We first investigate the face association problem, in which one attempts to extract face tracks of multiple subjects while maintaining label consistency at the same time. It lays the foundation for subsequent recognition stage. Traditional tracking algorithms have difficulty in handling this task, especially when challenging nuisance factors like motion blur, low resolution or intense camera motions are present. We argue that contextual features, in addition to the face appearance itself, should play an important role in this case. We propose principled methods to combine multiple features together. More specifically, we rely on Conditional Random Field and Max-Margin Markov networks to infer labels for detected faces using different sources of evidence. Different from many existing approaches, our algorithms work in an online mode and hence have a wider range of applications. We address issues related to the proposed framework, such as parameter learning, inference and handling false positives and negatives.

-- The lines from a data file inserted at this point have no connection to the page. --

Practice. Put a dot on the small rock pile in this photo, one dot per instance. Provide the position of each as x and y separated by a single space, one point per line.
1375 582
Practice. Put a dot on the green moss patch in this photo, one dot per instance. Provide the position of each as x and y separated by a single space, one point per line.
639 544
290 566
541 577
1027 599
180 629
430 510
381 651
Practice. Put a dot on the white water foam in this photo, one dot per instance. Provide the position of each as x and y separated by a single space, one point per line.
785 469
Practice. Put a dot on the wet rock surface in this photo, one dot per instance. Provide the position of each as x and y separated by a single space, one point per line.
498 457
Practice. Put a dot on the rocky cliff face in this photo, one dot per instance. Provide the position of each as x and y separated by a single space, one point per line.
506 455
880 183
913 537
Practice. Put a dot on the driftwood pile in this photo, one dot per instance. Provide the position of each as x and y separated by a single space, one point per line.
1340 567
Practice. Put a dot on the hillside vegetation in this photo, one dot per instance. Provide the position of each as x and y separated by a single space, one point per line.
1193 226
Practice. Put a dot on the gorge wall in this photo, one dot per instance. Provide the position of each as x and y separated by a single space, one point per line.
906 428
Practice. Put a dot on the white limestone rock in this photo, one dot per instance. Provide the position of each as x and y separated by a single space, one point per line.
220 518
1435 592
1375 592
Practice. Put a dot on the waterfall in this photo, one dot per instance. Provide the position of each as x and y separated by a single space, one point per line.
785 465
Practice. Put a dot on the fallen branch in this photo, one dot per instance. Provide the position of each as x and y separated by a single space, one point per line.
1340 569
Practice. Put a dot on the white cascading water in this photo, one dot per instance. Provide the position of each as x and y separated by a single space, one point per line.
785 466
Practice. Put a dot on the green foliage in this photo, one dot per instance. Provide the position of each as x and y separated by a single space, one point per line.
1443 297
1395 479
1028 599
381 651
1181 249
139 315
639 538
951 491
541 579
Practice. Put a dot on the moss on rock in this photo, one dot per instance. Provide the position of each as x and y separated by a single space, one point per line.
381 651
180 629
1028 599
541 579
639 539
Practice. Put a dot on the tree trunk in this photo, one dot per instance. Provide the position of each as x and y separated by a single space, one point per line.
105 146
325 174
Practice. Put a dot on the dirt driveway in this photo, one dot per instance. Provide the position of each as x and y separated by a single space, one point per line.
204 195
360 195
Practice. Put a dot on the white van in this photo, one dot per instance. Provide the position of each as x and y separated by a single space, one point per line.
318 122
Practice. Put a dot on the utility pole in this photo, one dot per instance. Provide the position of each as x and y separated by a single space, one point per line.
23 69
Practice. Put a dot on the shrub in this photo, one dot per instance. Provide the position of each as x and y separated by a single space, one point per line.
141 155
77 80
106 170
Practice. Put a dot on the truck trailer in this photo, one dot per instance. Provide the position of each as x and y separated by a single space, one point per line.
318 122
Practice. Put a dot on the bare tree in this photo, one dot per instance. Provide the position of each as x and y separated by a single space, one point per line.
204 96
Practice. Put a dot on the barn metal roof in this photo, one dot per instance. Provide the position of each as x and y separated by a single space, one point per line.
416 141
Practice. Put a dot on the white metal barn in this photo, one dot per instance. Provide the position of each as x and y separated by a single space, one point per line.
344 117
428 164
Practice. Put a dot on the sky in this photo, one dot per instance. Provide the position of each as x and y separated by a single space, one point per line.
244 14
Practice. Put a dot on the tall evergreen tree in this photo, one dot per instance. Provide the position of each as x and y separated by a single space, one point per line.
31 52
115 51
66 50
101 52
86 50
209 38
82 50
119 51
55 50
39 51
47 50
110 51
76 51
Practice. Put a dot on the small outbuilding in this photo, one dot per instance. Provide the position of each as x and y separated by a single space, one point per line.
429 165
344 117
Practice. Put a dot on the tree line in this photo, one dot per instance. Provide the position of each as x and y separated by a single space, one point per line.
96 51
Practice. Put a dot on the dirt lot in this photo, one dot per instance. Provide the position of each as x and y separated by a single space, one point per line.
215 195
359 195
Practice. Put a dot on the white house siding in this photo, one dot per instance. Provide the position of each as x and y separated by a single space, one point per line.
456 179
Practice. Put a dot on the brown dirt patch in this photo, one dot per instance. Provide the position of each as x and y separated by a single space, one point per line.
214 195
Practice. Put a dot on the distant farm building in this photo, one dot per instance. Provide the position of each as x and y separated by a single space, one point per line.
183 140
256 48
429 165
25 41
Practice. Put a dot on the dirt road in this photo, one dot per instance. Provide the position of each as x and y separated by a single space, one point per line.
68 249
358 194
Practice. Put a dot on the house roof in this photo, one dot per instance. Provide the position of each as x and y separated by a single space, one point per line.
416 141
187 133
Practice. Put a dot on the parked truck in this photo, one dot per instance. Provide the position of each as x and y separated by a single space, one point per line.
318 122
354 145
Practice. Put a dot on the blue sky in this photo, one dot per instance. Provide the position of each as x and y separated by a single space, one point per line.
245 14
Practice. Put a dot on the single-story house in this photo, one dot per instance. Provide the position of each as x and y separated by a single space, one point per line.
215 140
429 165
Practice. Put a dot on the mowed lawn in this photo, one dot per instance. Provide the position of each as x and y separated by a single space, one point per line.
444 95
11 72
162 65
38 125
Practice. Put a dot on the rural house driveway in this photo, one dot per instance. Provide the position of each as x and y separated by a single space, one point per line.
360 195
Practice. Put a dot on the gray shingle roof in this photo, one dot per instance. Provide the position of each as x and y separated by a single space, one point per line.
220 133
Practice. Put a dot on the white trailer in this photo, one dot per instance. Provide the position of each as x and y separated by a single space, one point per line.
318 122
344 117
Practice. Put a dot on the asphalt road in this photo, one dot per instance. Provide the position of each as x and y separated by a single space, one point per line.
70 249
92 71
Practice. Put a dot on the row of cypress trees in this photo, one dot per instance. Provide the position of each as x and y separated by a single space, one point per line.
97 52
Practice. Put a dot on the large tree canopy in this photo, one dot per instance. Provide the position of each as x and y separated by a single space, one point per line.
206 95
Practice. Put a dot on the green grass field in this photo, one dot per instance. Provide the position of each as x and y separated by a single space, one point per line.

We next propose a novel video-based face recognition framework. We address the problem from two different aspects: To handle pose variations, we learn a Structural-SVM based detector which can simultaneously localize face fiducial points and estimate face pose. By adopting a different optimization criterion from existing algorithms, we are able to improve localization accuracy. To model face variations of other kinds, we use intra-personal/extra-personal dictionaries. The intra-personal/extra-personal modeling of human faces have been shown to work successfully in the Bayesian face recognition framework. It has additional advantages in scalability and generalization, which are of critical importance to real-world applications. Combining intra-personal/extra-personal models with dictionary learning enables us to achieve state-of-arts performance on unconstrained video data, even when the training data come from a different database.
Finally, we present an approach for video-based face recognition in camera networks. The focus on handling pose variations by applying the strength of the multi-view camera network. However, rather than taking the typical approach of modeling these variations, which eventually requires explicit knowledge about pose parameters, we rely on a pose-robust feature that eliminates the need for pose estimation. The pose-robust feature is developed using the Spherical Harmonic (SH) representation theory. It is extracted using the surface texture map of a spherical model which approximates the subject's head. Feature vectors extracted from a video are modeled as an ensemble of instances of a probability distribution in the Reduced Kernel Hilbert Space (RKHS). The ensemble similarity measure in RKHS improves both robustness and accuracy of the recognition system. The proposed approach outperforms traditional algorithms on a multi-view video database collected using a camera network.